Published online by Cambridge University Press: 24 February 2023
Introduction
By 2003, the cycle of violence that we now identify with Boko Haram had started in the north-east. Between that year and 2014, the group metamorphosed from a group of angry Islamist young men wielding sticks on the streets of Maiduguri to an entrenched insurgency capable of deploying Armoured Personnel Carriers (APCs) and Somalia-type mounted machine guns or ‘technicals’, and engaged in ruthless bombing campaigns across numerous Nigerian cities. It is a testament to the poor management of the situation by political and military authorities at all levels of the Nigerian federation that this transformation from a rag-tag mob in 2003 to a so-called Caliphate in 2014 was able to take place unchecked. Given the level of misinformation, biased and fanciful reporting and politically motivated reporting on Boko Haram, in this chapter I draw together as much of the publicly available evidence on the group as is available.

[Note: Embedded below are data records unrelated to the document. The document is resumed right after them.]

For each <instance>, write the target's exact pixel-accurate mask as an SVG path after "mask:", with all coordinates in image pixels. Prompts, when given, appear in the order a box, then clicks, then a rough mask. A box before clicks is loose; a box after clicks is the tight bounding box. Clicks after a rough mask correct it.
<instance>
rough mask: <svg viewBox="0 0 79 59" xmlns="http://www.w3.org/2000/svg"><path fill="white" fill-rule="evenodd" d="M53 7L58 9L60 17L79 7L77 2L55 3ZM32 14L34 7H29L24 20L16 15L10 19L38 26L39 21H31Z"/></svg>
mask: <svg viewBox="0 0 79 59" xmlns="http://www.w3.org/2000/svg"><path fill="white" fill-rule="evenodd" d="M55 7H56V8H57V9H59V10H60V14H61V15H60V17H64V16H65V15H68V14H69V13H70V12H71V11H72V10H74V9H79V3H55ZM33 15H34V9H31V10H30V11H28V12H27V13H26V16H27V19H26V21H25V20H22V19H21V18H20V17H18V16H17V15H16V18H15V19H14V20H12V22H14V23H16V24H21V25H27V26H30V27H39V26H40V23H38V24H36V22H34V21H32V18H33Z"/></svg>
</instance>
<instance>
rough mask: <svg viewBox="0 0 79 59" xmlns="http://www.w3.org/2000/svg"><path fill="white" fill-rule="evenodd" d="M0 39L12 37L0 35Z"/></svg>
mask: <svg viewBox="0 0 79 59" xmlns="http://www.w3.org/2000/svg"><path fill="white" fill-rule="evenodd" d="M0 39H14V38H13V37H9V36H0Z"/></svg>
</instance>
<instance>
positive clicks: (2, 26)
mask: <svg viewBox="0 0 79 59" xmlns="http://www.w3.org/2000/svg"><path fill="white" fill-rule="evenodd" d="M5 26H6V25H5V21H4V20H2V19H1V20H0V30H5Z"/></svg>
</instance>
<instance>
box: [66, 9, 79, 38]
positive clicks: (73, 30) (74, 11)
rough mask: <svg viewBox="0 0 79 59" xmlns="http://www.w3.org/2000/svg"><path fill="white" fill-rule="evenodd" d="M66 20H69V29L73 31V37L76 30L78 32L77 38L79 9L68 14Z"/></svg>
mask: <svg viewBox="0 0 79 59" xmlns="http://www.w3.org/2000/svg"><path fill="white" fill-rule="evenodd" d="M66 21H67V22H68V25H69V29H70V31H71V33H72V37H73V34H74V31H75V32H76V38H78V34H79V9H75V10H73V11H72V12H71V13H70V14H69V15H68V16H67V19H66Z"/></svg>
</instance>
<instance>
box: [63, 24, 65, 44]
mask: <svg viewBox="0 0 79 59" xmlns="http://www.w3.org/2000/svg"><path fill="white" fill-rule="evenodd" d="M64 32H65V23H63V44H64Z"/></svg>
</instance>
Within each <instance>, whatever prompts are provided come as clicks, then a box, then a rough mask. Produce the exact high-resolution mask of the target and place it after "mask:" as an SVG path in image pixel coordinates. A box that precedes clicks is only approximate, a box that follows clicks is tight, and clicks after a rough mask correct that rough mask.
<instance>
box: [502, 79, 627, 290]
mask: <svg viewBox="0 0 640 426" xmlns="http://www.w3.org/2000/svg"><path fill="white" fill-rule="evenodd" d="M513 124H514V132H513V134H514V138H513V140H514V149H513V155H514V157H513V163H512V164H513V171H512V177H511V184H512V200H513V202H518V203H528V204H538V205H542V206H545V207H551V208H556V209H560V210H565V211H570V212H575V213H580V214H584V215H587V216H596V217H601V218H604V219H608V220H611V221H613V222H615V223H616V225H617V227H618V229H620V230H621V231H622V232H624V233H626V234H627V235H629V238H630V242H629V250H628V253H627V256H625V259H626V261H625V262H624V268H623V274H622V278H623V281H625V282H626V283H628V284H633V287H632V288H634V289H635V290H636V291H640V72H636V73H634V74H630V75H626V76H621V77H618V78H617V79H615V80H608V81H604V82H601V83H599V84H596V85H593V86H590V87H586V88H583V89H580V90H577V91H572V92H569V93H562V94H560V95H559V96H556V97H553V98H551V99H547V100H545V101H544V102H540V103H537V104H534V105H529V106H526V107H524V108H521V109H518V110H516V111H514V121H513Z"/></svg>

This then forms the basis of my analysis of the group and its campaign of violence. The history of the establishment and transformation of Boko Haram has been recounted in some detail in A. Mohammed (2010), Salkida (2013a, 2013b), Higazi (2013a, 2013b) and Pérouse de Montclos (2014). Their narratives do not always fully agree with each other, but the general thrust of their accounts is fairly consistent.
On the other hand, many international narratives are beclouded by Western policy concerns about the threat of Islamist terrorism. Worse still, as Pérouse de Montclos (2014b, 2, 7) rightly points out, most writings on Boko Haram are pure speculation from analysts with little familiarity with the local terrain. At best, the resulting analysis amounts to only ‘some evidence and a lot of confusion’. Nowhere is such speculative confusion more apparent than in the analysis of the CNN journalists, Lah and Johnston (2014) who argue that Boko Haram is engaged in kidnapping and piracy off the Gulf of Guinea, or in the sensationalist accounts of Jacob Zenn (2014a, 2014b) who embellishes events with an excessively Western security mind-set. These cobwebs of confusion, along with the difficulty of researching such a violent group, make it difficult to easily gather the necessary evidence for our analysis.
Early history
In the course of the Salafi conflict with the Sufis (see Chapter 3), Salafi scholars like Shaikh Ja’afar Mahmud Adam of Kano broke away from Izala and formed their own independent organizations.